Zum Ensemble Hübner/Nehmitz ist zu sagen, dass auch diese Künstler außergewöhnlich gut und produktiv sind. Das momentan „meistgespielte Theaterschreiberpaar“ (Kammerspiele, Hamburg). Zeitgenössisch die besten Komödienschreibende. Ihre Komödien sind immer mit Tiefgang, enthalten viele, im Alltag versteckte Wahrheiten, es gibt immer eine vordere und eine hintere, eine äußere und eine innere Ebene. Gedanken werden sichtbar gemacht, Erkenntnisgewinn ist das Ziel, dazu amüsiert man sich köstlich. Zu Beginn sitzt ein mittelaltes Paar im Publikum, erste Reihe, und beginnt sich über Programmheft und Parkplatz herumzustreiten. Als es eskaliert, bekommen sie die Bühne, sie dürfen nun ihr Leben Revue passieren lassen und einen Blick in die Zukunft wagen. Zum Schluss finden sie ins Publikum zurück. Eine sehr originelle Stückidee, die Spieler sozusagen zu Regisseuren ihres eigenen Lebens zu machen. Das Stück wirft nun einen Blick in den Lebensentwurf zweier Menschen, zeigt aber auch das Scheitern der grünen Idee von der biologisch-dynamischen Gesellschaftsveränderung. Nicht nur Spießer sind beide geworden, sie haben auch ihre vormalig kapitalismuskritische Haltung gegen eine, die Gesellschaft und Wirtschaft Unterstützende vertauscht. Trotz aller Komik Gänsehaut. Die Lebens-Chronik erkennt man wieder. Jedoch: Das Besondere an diesem Ehedrama: Es ist nicht nur eine Rückschau auf Ehe und Familie mit all ihren Problemen durch drei Jahrzehnte deutscher Geschichte, sondern auch eine variable Zukunftsaussicht. Beide dürfen sich die Zukunft ausmalen.

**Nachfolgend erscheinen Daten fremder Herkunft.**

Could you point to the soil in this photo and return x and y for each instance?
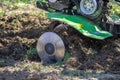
(90, 59)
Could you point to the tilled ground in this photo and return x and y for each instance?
(90, 59)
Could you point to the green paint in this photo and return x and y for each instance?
(88, 28)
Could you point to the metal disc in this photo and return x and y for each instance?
(50, 47)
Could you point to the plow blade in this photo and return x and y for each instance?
(84, 26)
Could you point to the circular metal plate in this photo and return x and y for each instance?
(56, 41)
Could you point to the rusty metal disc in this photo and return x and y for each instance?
(50, 47)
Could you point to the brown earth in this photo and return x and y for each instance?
(19, 34)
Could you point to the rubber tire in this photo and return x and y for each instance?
(96, 13)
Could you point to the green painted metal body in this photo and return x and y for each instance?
(83, 25)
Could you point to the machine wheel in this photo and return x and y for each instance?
(90, 8)
(50, 48)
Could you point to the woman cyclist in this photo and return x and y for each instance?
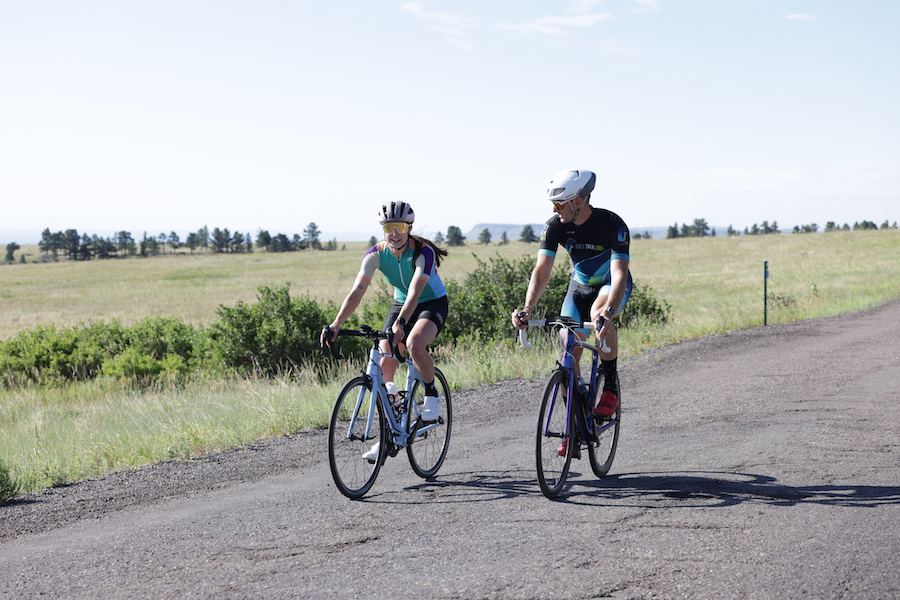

Verstörende Szenen entstehen. Dies führt zu der Überraschung, dass sich das Paar doch offenbar zu lieben scheint. Und dass doch auch etwas Positives entstanden ist, und sei es nur ein wenig Empathie, ein wenig Fürsorge füreinander. Danach gehen beide bestürzt ins Publikum zurück. Die Wut ist verraucht, das Paar schaut sich an, gehen wir in die Pause? Frenetischer Beifall!
Zur Info:
Die Compagnie de Comedie in Rostock ist ein Wendekind, gegründet 1991. Sie hat eine Haltung für Frieden und Gerechtigkeit und einen gesellschaftskritisch-humanitären Anspruch. Das Besondere waren von Anfang an Klassiker, karg, knapp, skuril, witzig und modern gespielt, in Nachfolge von Shakespeare, Moliere, Brecht und Dario Fo, wunderbare Schauspielproduktionen echter Theaterliteratur, musikalische Komödien und Kinderstücke. Seit dem Jahr 2000 hat sie ihre Spielstätte in der Bühne 602 im Rostocker Stadthafen gefunden, die sich auch abwechslungsreichen ca. 190 Gastspielen im Bereich Jazz, Kabarett, Lesungen, Konzerte, wie Wenzel, Eisenbrenner, Barbara Thalheim etc. öffnet. Die erste Premiere der Compagnie de Comédie fand am 12. Juli 1991 zur Zeit des Golfkriegs, mit Aristophanes “Eirene – der Frieden“ statt. Das Theaterensamble erarbeitet in jeder Spielzeit fünf neue Inszenierungen. In den Sommermonaten Ende Mai bis Ende August spielt die Compagnie außerdem die beliebten Freilichtvorstellungen im Rostocker Kloster “Zum Heiligen Kreuz“. Einheimische Ensemble wie die Weltmusikschule „Carl Orff“, Theater am Ring, die bürger & der gorr, Kabarett KaHROtte, Kabarett ROhrSTOCK, Kabarett Dietrich & Raab, das Theater am Ring, die Freigeister, die Niederdeutsche Bühne Wismar und die Niederdeutsche Bühne Rostock haben in der BÜHNE 602 einen festen Spielort gefunden. Dazu die Sommeraufführungen im Klostergarten! Immer wieder grandios! Ein Besuch in Rostock lohnt sich allein wegen dieses Theaters!